Oracle’s Cloud Revenue Soars 68% to $4.1B While Debt Climbs to $130B
Oracle’s cloud IaaS revenue jumped 68% year-over-year to $4.1 billion last quarter while its remaining performance obligations soared 359% to $455 billion by August, including $300 billion from OpenAI. However, gross debt rose from $96 billion to nearly $130 billion, turning free cash flow negative $10 billion and boosting its CDS spread to 1.41%.
1. Strong Full-Year Gains Despite Late-Year Volatility
Oracle shares rose by approximately 17% over the 2025 calendar year, outperforming the S&P 500 by nearly one percentage point. The stock experienced a dramatic 40% rally on the day of its September earnings release, driven by a 359% year-over-year jump in remaining performance obligations (RPO) for its cloud business. However, the gains evaporated in the final months, leaving full-year returns at just under 20% as investors grew cautious about sustainability of AI-driven growth.
2. Heavy Reliance on OpenAI Contracts
By the end of Oracle’s November quarter, cloud RPO stood at $523 billion, of which roughly 57% originated from a single AI customer. That concentration has raised concerns over counterparty risk: the client reported operating losses north of $25 billion through the first three quarters of 2025 and has committed over $1 trillion in future spending. Investors worry that any delay or restructuring of those payments could materially impact Oracle’s forward revenue visibility.
3. Escalating Debt to Fuel Data Center Build-Out
Oracle’s gross debt ballooned from $96 billion to nearly $130 billion over 2025 as the company financed its aggressive data center expansion to support AI workloads. Free cash flow swung to a negative $10 billion in the most recent quarter, marking the first quarterly FCF deficit in company history. Management forecasts AI-specific cloud margins of 30% to 40%, below traditional cloud peers, leaving little room for error if revenue ramps slower than anticipated.

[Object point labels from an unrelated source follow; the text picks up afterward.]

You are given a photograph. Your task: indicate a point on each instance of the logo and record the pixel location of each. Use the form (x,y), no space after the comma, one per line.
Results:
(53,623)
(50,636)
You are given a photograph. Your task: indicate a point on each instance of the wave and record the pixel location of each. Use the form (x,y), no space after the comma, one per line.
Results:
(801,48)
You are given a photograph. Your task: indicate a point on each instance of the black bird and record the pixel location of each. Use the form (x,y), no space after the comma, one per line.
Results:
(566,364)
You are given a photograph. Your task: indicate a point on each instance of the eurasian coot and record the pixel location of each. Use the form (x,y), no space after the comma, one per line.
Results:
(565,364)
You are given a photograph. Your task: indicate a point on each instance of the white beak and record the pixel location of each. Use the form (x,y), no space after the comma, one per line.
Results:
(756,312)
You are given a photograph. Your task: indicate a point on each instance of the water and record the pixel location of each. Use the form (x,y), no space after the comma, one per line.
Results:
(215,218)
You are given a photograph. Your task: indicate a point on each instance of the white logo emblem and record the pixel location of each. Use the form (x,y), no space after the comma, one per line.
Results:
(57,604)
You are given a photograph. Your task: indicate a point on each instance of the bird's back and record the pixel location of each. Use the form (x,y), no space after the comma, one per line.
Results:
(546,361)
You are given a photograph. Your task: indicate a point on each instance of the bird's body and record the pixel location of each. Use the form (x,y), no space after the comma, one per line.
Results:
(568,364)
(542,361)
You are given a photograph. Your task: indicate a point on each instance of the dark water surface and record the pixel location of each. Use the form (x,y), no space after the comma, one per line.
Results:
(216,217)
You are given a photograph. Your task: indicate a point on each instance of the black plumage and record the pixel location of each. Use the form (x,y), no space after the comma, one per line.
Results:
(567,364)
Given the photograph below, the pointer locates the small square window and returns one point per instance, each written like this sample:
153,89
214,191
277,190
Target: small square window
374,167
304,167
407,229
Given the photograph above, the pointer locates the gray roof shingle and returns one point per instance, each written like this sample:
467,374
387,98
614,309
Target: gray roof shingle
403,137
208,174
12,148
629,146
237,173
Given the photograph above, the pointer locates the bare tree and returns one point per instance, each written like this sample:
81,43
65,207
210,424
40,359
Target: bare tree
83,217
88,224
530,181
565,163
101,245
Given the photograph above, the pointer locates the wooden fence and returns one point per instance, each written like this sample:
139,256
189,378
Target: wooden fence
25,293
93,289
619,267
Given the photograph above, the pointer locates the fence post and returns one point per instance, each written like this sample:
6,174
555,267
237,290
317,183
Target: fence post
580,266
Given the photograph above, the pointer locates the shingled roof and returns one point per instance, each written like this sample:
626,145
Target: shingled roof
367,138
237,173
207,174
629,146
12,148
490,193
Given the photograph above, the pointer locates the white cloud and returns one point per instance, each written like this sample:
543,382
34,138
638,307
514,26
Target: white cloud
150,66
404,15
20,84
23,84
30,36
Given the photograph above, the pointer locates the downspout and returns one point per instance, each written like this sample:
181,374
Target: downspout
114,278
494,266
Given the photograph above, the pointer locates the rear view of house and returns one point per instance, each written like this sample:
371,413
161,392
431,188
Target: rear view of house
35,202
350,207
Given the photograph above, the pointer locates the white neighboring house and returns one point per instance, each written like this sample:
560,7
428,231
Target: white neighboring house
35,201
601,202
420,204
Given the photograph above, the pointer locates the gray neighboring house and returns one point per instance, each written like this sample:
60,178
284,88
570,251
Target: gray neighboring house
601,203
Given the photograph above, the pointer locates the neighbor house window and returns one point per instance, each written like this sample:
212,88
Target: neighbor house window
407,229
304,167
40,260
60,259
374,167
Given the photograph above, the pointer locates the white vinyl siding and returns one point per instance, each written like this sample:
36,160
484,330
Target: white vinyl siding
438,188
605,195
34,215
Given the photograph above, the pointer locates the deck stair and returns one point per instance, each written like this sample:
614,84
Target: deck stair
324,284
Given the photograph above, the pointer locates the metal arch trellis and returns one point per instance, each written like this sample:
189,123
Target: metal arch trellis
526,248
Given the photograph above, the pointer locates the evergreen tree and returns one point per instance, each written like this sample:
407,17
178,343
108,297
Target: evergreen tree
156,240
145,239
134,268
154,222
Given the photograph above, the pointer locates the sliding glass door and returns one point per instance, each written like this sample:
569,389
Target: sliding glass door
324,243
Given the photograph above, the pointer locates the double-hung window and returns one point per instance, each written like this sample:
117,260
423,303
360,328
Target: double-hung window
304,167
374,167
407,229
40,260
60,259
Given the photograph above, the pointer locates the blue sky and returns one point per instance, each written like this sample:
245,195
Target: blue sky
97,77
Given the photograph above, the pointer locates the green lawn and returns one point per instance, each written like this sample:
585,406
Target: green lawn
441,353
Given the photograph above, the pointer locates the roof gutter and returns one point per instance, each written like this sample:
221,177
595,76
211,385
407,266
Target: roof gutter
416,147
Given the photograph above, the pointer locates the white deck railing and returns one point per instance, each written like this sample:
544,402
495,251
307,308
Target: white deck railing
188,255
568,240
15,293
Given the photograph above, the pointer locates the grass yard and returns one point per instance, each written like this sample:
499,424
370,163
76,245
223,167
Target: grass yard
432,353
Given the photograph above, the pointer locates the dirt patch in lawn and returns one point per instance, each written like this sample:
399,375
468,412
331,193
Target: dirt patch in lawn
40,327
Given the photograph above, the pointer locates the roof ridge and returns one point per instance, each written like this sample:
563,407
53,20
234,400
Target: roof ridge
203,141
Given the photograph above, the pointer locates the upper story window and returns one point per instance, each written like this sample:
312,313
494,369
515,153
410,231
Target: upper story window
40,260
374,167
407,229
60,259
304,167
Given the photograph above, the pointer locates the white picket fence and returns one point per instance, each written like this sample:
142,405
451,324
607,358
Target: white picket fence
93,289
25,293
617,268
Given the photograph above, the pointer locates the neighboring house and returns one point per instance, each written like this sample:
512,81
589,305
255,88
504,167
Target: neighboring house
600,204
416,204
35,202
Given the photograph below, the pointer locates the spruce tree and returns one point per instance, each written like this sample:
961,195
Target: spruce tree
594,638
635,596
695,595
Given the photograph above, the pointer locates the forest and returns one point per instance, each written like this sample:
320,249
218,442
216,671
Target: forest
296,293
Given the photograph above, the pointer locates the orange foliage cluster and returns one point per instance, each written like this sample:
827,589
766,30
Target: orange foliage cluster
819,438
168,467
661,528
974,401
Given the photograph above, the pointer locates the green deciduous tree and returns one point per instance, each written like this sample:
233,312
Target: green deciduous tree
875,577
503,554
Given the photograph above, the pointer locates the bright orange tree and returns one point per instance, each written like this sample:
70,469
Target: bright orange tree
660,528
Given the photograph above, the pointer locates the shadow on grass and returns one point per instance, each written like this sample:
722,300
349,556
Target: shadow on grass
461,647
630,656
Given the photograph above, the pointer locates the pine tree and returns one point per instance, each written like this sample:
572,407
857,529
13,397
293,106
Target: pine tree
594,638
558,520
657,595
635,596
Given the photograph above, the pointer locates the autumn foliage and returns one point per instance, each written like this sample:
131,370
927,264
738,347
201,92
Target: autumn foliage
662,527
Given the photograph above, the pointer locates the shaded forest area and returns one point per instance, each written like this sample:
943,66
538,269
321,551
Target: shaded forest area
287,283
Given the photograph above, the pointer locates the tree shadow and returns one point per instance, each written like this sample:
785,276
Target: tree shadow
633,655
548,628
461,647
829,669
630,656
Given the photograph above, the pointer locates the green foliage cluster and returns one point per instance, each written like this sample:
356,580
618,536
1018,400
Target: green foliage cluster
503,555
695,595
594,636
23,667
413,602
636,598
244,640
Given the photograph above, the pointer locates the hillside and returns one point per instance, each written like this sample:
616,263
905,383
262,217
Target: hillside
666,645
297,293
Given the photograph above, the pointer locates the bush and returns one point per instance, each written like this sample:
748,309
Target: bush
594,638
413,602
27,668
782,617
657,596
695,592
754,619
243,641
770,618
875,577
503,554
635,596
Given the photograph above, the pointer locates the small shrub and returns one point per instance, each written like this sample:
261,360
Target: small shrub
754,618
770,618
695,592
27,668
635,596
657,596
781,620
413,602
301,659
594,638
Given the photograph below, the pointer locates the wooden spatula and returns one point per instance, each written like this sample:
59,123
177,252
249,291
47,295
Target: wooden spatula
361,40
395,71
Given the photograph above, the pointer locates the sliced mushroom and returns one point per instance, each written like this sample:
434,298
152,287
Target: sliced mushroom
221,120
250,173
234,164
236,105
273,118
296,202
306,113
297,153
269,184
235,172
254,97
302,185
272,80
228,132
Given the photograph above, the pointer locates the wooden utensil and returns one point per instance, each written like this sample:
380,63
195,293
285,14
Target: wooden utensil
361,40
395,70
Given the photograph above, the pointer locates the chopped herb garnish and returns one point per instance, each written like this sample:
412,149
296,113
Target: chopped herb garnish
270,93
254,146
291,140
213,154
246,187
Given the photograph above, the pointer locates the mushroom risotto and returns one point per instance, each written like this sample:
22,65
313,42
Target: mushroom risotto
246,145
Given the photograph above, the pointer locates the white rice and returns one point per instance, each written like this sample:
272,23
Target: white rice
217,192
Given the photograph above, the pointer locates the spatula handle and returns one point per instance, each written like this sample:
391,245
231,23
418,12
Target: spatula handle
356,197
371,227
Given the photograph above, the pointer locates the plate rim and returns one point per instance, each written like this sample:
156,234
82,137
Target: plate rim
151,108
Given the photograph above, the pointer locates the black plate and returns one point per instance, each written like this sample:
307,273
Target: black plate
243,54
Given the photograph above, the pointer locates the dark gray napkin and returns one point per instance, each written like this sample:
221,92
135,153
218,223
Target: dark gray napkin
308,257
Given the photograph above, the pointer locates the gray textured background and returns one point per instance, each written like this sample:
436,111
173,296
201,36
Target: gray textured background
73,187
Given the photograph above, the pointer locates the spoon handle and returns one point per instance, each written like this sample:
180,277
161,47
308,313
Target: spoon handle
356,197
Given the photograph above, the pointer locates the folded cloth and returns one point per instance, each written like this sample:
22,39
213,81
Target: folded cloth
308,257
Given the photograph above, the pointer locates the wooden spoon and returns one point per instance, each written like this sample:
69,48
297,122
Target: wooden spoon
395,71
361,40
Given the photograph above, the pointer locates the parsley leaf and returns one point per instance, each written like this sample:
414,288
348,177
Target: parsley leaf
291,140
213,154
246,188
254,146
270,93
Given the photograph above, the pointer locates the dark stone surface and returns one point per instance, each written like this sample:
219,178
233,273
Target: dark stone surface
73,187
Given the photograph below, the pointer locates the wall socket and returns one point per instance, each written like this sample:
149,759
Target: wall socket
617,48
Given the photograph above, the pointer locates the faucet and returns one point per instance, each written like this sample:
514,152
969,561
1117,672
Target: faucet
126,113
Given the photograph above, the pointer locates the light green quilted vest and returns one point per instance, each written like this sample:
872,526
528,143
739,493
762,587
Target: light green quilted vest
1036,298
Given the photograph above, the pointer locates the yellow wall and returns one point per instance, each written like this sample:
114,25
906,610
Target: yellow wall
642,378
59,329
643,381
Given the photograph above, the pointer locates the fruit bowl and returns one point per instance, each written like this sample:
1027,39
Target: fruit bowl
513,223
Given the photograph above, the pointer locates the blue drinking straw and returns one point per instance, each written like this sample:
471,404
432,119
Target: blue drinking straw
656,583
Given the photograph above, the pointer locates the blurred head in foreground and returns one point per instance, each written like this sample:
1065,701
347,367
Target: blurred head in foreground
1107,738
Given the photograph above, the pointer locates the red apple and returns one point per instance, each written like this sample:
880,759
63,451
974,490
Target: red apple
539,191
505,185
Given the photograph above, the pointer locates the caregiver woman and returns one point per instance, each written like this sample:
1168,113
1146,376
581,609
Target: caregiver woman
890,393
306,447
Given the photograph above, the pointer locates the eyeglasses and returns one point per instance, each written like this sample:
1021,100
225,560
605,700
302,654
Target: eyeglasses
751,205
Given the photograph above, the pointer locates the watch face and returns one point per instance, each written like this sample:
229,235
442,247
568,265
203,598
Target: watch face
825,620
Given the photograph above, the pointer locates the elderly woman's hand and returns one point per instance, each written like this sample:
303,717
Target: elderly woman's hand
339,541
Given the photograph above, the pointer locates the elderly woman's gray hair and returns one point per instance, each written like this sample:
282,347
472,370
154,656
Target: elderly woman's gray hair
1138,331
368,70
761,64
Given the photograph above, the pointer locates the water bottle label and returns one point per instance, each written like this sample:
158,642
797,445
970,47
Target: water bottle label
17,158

4. Bullish Analyst Outlook Versus Market Skepticism
Mizuho and Jefferies have each reiterated price targets implying more than 100% upside from current levels, betting on accelerating demand for AI compute and Oracle’s entrenched infrastructure position. Conversely, credit default swap spreads on Oracle debt surged to a 16-year high in December, reflecting growing concern over leverage and customer concentration. Upcoming RPO updates and quarterly results will be pivotal in gauging whether Oracle can sustain its AI-driven growth trajectory.